Low-income black fisherfolk who for generations plied Durban’s famous beachfront piers were banned by the highly class-conscious Sutcliffe just before the games began, and still have not yet regained that right.

The same battle to save public space against increasing crony-privatisation is what motivates hundreds of thousands of protesters to defend Istanbul’s Taksim Square against the Erdogan regime’s shopping mall builders.

Likewise in Brazil, according to political scientist Ana Garcia, “The movement for free transport is an old part of the students’ movement. They’ve started the street protests in Sao Paulo against the tariff increase, and this quickly became a spontaneous protest against the privatization of public services, against the huge amount of public money given to private consortia for the World Cup, against extremely bad quality public health, schools and public urban transport.”

Brazil’s Movement of Landless Workers is one of the world’s greatest social movements, and its national secretariat explained the public’s exasperation: “Protests are a consequence of the grave structural urban crises, caused by speculative financial capital, resulting in rising rents, massive car sales financed by the banks and chaotic traffic without public transport, where people spend two hours to go to work and school.”

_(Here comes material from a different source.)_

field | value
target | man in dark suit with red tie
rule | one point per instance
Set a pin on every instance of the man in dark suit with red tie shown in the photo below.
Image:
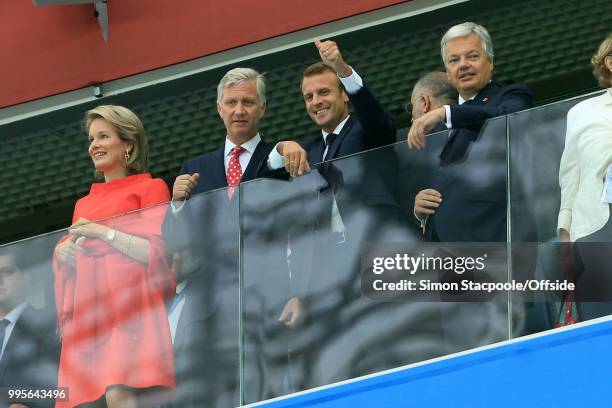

What Blatter does not want is to see more protest this week directed against his warm-up soccer games, the Confederations Cup, whose posters are being torn down in most cities. Even worse for him is when the society connects-the-dots between their grievances and his greed.

And if Blatter fibs about his time three years ago – “The World Cup in South Africa was a huge, huge financial success for Africa, for South Africa and for FIFA” – Brazilians should remember that this hutzpah is possible because our society failed to link up all those genuine grievances back in 2010.

Having not learned much since then, our most discontented citizens continue to engage in localistic, fragmented “popcorn protests” at amongst the highest per capita rates in the world – yet without the capacity to unite across communities, partly because the main trade unions remain stymied by their alliance to the ruling party, as is Brazil’s.

If in coming days, Dilma cannot keep the lid on the boiling pot and if protests against anti-poor mega-events set a new global trend, then the ratio of bread to circuses in all our societies will have to increase. For the Brazilian people will have won a different World Cup competition – for serious social progress.

Patrick Bond directs the UKZN Centre for Civil Society and – with Ashwin Desai and Brij Maharaj – co-edited Zuma’s Own Goal, which reviewed the 2010 World Cup.